A few months ago, Runner’s World sent me their book, The Big Book of Running for Beginners. I flipped through it and thought it was fabulous! It would be a great resource for any new runner and a place for me to guide people. So, I let Sally borrow it during her training.Now that we are actually in Alaska and her training is complete, I can tell you the three questions/things she was most curious about and how she used the book for guidance.
1. What do I eat? Before a run? Before a race? After a run?
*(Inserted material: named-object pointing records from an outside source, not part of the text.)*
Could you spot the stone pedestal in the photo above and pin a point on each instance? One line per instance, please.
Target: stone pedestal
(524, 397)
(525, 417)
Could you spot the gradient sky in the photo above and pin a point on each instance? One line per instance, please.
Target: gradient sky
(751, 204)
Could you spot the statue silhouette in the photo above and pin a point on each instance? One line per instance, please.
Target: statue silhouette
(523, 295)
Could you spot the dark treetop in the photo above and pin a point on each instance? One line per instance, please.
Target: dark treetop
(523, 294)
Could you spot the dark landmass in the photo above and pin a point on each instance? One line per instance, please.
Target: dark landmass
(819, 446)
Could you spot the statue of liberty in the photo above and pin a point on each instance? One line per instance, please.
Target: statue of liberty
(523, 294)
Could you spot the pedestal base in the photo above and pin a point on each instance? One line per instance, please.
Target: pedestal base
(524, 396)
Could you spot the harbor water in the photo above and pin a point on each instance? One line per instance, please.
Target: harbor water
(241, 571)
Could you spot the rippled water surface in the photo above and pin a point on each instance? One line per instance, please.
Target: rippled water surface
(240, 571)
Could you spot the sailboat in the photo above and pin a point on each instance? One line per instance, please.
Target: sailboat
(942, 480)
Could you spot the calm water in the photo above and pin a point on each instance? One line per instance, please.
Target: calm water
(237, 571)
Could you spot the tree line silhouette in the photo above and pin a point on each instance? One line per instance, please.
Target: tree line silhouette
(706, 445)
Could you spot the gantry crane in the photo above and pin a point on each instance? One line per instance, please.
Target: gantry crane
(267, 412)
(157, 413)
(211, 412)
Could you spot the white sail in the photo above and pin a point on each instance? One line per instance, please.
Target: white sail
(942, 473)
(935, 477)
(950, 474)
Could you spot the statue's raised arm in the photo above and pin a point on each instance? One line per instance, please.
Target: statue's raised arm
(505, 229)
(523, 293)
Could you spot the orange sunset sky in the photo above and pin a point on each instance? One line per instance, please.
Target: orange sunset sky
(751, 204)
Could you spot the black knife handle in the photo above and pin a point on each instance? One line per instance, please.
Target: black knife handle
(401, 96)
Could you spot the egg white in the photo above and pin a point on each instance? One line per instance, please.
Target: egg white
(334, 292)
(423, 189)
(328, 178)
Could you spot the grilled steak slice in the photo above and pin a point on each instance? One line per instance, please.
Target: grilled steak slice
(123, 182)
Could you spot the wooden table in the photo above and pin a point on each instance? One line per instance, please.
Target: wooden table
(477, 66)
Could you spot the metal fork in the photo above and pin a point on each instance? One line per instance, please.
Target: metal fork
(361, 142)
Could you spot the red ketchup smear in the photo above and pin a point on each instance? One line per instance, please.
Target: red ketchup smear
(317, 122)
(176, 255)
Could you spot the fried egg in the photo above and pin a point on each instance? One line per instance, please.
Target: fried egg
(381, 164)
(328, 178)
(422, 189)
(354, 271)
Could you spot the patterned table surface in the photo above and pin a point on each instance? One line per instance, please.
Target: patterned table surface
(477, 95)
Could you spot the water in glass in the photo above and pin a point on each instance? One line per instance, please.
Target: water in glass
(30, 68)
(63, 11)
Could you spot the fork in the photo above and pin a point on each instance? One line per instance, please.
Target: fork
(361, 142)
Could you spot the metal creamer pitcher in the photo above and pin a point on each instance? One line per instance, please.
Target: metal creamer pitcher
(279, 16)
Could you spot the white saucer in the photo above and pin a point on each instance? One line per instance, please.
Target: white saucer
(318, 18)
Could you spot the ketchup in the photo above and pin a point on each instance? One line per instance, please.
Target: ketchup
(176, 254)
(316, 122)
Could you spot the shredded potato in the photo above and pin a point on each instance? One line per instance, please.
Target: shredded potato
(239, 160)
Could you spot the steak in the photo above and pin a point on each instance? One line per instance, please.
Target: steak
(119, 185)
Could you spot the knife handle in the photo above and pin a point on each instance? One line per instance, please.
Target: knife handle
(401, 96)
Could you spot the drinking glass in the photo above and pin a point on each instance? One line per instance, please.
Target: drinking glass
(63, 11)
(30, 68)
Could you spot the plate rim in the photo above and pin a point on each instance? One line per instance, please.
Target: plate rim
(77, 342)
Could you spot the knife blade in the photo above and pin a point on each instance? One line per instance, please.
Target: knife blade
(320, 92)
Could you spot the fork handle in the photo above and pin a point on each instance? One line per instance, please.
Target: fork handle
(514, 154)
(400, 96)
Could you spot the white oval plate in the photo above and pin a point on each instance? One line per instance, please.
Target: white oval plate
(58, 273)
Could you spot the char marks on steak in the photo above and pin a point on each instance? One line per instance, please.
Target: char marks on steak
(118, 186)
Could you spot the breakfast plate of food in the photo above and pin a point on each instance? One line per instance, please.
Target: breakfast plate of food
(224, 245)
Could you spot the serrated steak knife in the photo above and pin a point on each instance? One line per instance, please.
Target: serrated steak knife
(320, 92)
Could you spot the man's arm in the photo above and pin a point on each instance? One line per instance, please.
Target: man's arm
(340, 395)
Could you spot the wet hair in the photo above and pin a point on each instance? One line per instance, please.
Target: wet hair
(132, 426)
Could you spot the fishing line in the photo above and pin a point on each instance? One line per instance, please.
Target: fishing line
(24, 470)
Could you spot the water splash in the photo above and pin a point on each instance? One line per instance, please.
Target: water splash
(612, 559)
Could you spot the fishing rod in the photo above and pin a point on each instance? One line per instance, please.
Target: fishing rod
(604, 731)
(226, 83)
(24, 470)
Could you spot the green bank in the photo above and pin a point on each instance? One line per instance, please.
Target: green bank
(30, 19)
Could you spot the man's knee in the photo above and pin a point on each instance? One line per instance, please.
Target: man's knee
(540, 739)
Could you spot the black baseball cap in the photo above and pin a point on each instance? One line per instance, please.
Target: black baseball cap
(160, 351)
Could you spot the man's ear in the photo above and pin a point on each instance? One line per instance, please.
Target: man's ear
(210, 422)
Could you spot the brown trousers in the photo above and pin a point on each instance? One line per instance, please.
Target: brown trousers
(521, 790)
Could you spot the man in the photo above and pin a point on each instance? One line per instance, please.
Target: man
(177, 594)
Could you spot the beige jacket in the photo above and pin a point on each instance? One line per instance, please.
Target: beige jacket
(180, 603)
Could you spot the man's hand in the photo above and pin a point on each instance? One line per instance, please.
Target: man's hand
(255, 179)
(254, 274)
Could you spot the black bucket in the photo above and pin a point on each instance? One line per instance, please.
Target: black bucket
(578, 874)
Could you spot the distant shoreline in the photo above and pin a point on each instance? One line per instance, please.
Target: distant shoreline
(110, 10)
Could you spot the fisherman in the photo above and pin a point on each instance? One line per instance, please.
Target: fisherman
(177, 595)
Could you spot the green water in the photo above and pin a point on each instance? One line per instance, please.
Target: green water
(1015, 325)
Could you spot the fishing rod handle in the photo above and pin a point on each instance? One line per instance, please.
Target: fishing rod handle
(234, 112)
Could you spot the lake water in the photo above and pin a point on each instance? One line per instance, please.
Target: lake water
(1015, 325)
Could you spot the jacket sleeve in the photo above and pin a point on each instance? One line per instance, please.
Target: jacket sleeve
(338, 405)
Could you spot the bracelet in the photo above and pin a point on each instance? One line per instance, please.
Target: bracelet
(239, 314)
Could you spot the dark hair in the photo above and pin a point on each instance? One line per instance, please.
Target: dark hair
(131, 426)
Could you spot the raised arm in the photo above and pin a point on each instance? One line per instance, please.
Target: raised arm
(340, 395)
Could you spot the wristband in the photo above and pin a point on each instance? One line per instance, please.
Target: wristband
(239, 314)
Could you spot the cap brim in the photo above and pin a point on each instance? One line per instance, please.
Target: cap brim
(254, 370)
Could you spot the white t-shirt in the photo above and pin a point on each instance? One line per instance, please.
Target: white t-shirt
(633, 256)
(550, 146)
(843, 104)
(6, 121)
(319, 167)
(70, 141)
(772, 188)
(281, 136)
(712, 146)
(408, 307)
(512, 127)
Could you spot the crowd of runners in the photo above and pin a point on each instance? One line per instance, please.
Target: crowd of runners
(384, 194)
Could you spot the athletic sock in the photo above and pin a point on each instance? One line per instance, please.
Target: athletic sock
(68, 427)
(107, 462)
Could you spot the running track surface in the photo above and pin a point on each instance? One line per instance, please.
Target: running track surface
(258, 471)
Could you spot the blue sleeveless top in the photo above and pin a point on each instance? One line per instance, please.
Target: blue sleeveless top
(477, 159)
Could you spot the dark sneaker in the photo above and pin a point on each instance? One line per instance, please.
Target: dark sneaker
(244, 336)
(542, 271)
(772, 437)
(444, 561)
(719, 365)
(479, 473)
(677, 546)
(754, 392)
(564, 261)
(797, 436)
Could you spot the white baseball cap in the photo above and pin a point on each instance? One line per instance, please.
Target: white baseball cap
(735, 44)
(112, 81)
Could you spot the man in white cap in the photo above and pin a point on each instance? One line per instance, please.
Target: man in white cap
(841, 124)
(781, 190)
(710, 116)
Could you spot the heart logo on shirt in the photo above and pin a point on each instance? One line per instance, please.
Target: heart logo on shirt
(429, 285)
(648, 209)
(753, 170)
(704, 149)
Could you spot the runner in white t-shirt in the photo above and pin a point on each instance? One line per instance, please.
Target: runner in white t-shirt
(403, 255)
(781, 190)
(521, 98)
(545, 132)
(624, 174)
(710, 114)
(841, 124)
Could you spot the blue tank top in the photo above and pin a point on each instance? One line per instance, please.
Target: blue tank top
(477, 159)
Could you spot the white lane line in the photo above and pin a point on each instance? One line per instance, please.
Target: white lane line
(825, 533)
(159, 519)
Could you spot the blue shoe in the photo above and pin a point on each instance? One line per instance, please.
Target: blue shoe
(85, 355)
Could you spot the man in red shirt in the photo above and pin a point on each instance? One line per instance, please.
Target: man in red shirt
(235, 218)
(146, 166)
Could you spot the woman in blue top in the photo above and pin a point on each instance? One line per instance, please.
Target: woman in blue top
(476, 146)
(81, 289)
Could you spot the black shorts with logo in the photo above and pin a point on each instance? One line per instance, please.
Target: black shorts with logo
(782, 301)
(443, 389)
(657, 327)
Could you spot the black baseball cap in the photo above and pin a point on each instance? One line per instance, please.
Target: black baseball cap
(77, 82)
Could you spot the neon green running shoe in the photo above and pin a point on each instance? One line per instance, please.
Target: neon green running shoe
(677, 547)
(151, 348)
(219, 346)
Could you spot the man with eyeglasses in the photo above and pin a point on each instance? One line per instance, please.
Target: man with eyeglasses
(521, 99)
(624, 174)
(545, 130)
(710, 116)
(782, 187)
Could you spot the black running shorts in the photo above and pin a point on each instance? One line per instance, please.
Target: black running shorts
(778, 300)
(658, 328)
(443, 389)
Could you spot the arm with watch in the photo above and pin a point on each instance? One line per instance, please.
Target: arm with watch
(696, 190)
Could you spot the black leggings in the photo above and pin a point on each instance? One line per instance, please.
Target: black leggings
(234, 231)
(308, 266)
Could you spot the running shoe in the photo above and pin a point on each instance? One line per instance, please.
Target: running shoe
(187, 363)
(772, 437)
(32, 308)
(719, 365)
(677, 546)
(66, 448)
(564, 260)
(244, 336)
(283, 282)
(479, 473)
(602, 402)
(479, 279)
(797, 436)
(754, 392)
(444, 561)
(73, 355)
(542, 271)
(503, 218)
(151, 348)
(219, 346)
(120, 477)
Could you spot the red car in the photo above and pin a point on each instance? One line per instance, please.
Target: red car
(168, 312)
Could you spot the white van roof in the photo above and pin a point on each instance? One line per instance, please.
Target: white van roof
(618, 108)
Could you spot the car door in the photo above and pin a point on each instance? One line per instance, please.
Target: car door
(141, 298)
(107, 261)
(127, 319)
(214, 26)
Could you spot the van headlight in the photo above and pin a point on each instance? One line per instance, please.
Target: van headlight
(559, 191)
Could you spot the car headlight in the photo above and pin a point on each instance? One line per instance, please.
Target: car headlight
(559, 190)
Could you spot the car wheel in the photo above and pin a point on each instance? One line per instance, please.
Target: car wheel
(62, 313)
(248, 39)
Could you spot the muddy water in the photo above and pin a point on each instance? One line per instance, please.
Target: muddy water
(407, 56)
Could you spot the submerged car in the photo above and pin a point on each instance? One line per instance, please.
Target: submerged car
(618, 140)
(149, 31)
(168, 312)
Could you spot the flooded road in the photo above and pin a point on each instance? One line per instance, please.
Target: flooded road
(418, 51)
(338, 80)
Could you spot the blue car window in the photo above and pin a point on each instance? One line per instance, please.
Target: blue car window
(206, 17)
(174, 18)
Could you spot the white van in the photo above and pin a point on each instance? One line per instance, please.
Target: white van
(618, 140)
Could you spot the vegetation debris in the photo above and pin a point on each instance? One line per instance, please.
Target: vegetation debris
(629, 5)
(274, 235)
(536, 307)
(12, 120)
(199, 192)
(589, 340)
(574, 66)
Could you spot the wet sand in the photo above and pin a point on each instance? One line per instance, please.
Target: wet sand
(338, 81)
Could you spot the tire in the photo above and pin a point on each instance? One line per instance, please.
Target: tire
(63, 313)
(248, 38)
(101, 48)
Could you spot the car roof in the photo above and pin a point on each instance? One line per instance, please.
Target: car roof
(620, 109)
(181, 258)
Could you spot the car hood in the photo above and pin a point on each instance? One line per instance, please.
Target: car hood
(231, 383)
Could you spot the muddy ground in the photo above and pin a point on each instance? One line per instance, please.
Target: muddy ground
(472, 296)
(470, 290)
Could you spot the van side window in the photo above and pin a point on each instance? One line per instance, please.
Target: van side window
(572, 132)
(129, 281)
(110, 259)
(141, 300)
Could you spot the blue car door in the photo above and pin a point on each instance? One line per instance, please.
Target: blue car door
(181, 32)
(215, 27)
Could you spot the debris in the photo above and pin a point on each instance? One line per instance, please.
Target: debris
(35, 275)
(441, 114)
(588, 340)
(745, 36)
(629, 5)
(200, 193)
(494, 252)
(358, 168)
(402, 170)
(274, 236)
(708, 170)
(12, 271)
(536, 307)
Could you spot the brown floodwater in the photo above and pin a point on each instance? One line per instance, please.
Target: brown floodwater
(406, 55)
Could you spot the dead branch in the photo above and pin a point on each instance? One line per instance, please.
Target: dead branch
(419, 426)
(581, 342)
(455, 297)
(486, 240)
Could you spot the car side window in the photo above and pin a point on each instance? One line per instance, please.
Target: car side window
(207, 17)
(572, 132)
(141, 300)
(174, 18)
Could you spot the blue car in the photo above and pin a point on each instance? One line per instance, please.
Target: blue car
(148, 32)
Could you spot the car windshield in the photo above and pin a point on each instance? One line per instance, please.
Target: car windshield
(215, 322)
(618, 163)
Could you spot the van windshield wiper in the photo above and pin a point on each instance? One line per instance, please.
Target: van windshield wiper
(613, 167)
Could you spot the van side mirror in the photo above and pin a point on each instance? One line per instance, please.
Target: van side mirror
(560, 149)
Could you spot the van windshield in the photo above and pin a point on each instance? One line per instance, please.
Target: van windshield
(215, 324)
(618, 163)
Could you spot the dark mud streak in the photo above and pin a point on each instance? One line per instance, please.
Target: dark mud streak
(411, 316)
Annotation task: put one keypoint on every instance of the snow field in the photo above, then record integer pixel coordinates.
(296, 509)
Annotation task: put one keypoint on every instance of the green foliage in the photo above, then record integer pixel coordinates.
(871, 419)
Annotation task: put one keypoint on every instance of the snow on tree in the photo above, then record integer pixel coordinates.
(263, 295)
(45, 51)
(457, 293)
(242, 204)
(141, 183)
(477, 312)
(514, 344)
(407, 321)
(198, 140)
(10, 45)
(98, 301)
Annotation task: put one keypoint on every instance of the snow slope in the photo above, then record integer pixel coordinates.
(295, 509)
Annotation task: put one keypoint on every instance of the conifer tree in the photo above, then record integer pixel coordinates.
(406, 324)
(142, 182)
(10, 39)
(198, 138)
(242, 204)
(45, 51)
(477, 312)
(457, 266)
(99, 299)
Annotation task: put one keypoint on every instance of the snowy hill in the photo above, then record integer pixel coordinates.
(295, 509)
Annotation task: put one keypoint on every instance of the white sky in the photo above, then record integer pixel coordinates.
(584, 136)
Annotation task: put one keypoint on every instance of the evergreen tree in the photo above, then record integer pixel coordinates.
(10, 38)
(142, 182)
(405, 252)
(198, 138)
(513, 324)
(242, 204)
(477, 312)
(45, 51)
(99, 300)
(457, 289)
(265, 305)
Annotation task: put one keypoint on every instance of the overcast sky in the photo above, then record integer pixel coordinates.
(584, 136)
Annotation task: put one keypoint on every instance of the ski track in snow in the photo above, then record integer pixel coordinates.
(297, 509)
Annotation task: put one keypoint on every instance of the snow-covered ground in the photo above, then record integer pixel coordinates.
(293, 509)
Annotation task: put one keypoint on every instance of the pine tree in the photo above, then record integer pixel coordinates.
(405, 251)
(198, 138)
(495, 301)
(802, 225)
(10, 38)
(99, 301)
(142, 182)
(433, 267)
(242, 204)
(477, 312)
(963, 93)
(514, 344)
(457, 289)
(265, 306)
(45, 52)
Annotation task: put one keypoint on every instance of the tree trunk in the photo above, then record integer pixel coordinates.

I will admit this was one of my biggest issues in my first few years of running, too. You can’t eat any and everything you want just because you run. There is an entire chapter dedicated to food. Not just the basics- details on what to get at the grocery store, how to stock your kitchen, what to avoid, what to eat before a long run, short run, and post run. There is even a guide on what to eat during a race. My two favorite parts are the analysis on products and what to eat before a workout.
Sally ended up using this chapter as a guide throughout her training to make sure she was eating enough.
2. Are treadmill miles okay?
There is a section that guides runners on how and when to use a treadmill as part of training. There were times that Sally had to go to the gym to the get the miles in due to weather and/or timing for safety of running outside. She was worried that the treadmill miles wouldn’t be okay compared to road miles.
The book has several structured treadmill workouts and explains good form on the treadmill. It does, however, caution new runners about NOT logging all your miles on a treadmill (could injure yourself with repetitive motion, not the same as running outside).
Sally didn’t use the treadmill often, but this section is a nice guide for those wanting to know more and who are just getting into running and aren’t quite ready to actually hit the pavement.
What do I do on my training plan for strength and stretch?
Funny that Sally had this question, too. I can remember wondering when I first printed off my Hal Higdon plan back in the day what exactly I should do on this day (she used the same training plan). The book goes into a lot of detail strength and stretch options. I love that the focus on the strengthening part is all about glutes! If only I had known back in the day what to do.
Sally used the stretches and also took a body pump type class at her gym during her training cycle.
I really wish I would’ve had this book back in the day when I got started. I love that it gives you the basics on running (exactly how to start) and goes into even more detail on all of the things a more seasoned runner has probably learned the hard way!
What’s one thing you would tell a new runner? Did you receive any advice when you first got started? Are you new to running?